Turkish President Recep Tayyip Erdoğan, returning from a visit to New York for the United Nations General Assembly, told an audience Tuesday that other world leaders appeared to fear their domestic media, and he considered democracy and free press to be incompatible.
“What is important for us is how our people judge us. Democracy is empowered by the people. There is democracy if there are people. Democracy is not possible with the media,” Erdoğan said during remarks opening the Turkish school year, according to the Turkish newspaper Hurriyet. “It is not possible for a politician to pursue sound politics if he or she is afraid of the media.”
Erdoğan did not name any specific world leaders who expressed this sentiment, but he told the crowd that “giant countries are being governed by the media and not by their leaders,” which places undue power in the hands of unelected officials.
“Whenever I spoke with them they were saying, ‘Our media says this, our media writes that.’ And I told them, ‘Just forget the media, tell me what your people say,’” he continued.
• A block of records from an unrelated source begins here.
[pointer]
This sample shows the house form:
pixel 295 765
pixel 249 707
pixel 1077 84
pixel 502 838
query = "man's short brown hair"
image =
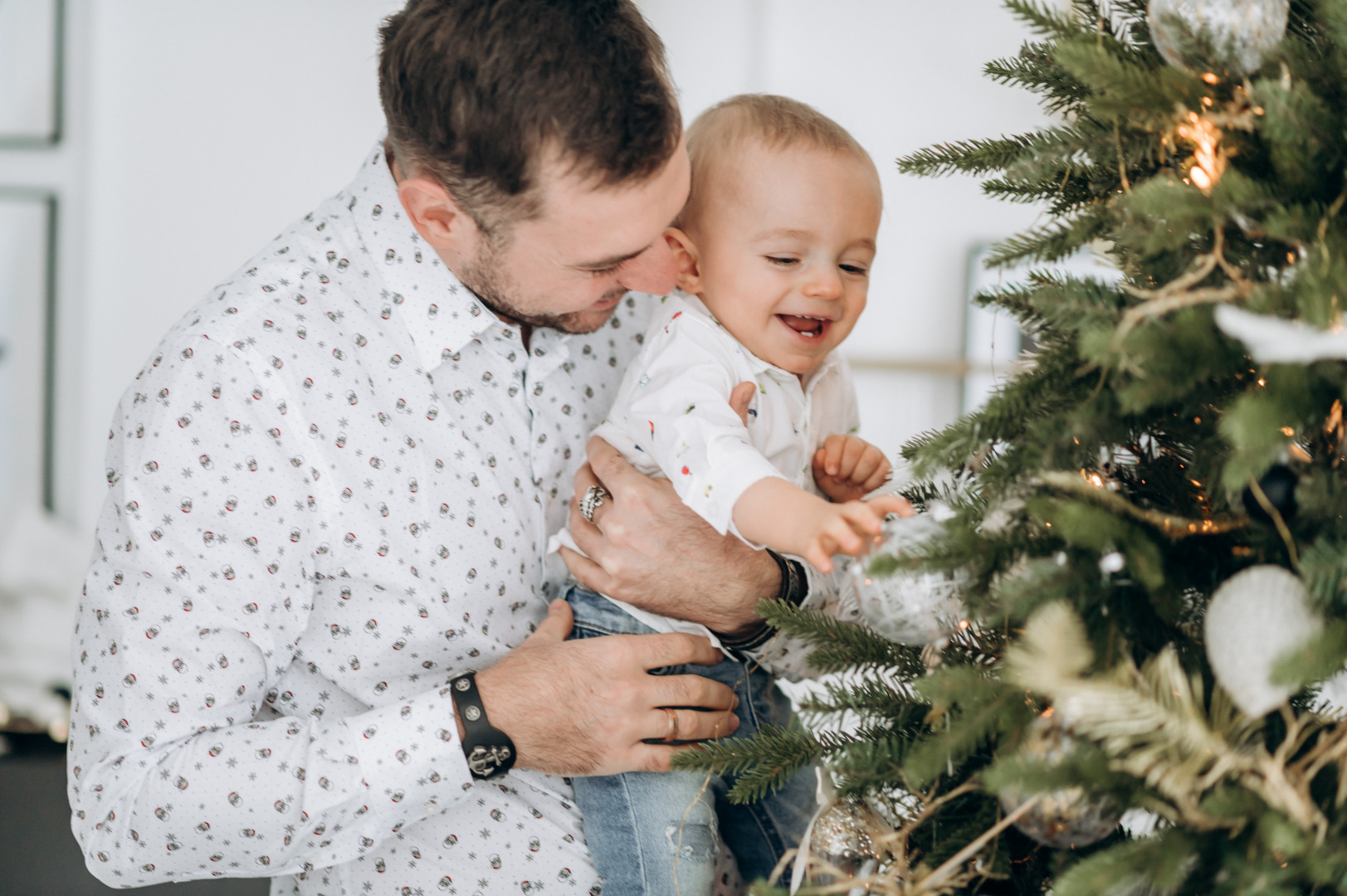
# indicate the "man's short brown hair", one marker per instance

Erdoğan especially condemned “Western media,” again without naming any particular broadcasters or publications, for “so much inaccurate information against us” and urged those in academia to use their platforms to promote the agenda of his Islamist Justice and Development Party (AKP).
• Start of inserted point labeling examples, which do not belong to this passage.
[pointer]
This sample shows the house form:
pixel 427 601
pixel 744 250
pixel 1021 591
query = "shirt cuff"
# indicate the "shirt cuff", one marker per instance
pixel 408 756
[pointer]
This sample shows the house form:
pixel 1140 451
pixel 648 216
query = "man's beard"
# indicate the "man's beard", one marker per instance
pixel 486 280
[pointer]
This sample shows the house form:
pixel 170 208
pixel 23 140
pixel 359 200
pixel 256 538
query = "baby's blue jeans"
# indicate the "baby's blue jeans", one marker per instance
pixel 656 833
Erdoğan’s remarks about the press follow years of repressive police tactics against dissident voices in Turkish media, leading to a nationwide shutdown of dozens of outlets in the aftermath of the July 15, 2016, failed coup against the president. Following that incident, Erdoğan claimed that Turkish investigators found evidence linking the conspirators to Fethullah Gülen, an Islamic cleric self-exiled in Pennsylvania. Any media organization Ankara accused of having ties to Gülen has since been raided and shut down.
Turkey has shut down more than 130 media outlets – newspapers, magazines, and television stations – and imprisoned more journalists than any country in the world in 2017. Some of these closures were extremely violent, featuring police raiding media offices and using tear gas and rubber bullets against journalists. In February, a Turkish court sentenced six journalists to life in prison, a nearly unprecedented escalation in media persecution, for alleged ties to Gülen. The journalists worked for some of the media organizations the government shut down.
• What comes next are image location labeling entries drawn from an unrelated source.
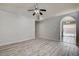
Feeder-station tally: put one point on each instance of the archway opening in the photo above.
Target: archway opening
(68, 30)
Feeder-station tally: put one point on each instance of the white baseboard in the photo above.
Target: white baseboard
(21, 40)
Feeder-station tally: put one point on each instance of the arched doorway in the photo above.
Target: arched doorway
(68, 30)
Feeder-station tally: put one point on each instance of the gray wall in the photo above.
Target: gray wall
(15, 27)
(50, 28)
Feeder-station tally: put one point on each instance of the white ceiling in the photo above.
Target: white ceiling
(52, 8)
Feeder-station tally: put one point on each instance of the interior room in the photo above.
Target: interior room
(39, 29)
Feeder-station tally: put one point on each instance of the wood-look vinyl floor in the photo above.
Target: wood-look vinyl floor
(39, 47)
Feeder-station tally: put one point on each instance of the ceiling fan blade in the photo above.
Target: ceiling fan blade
(41, 13)
(33, 13)
(42, 10)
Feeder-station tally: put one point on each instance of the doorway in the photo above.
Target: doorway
(68, 30)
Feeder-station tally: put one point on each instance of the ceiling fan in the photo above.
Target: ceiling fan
(36, 10)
Ankara has not limited its censorship push to journalists, however. In total, an excess of 100,000 people have lost their jobs, been detained, or been fully arrested for allegedly having ties to Gülen since July 15, 2016. Many of these were members of the military, state employees, teachers, and academics, as well as journalists. Many were charged with “terrorism” or “insulting the president” for alleged ties to Gülen in cases the international community has condemned as lacking evidence. Just as it shut down media organizations, schools believed to have ties to Gülen’s Hizmet movement were also raided and closed. Gülen operates charter schools around the world, including the United States.
During remarks in New York last week, Erdoğan urged the international community to contribute to Turkey’s persecution of Gülenists. Calling for the extradition of any individual believed to have sympathies for Gülen, Erdogan argued, “This terrorist organization is hiding behind glossy concepts such as education, welfare, and dialogue, and it continues its operations as NGOs or businesses.” He added that Turkey has proudly “eliminated the majority of Fethullahists in our country.”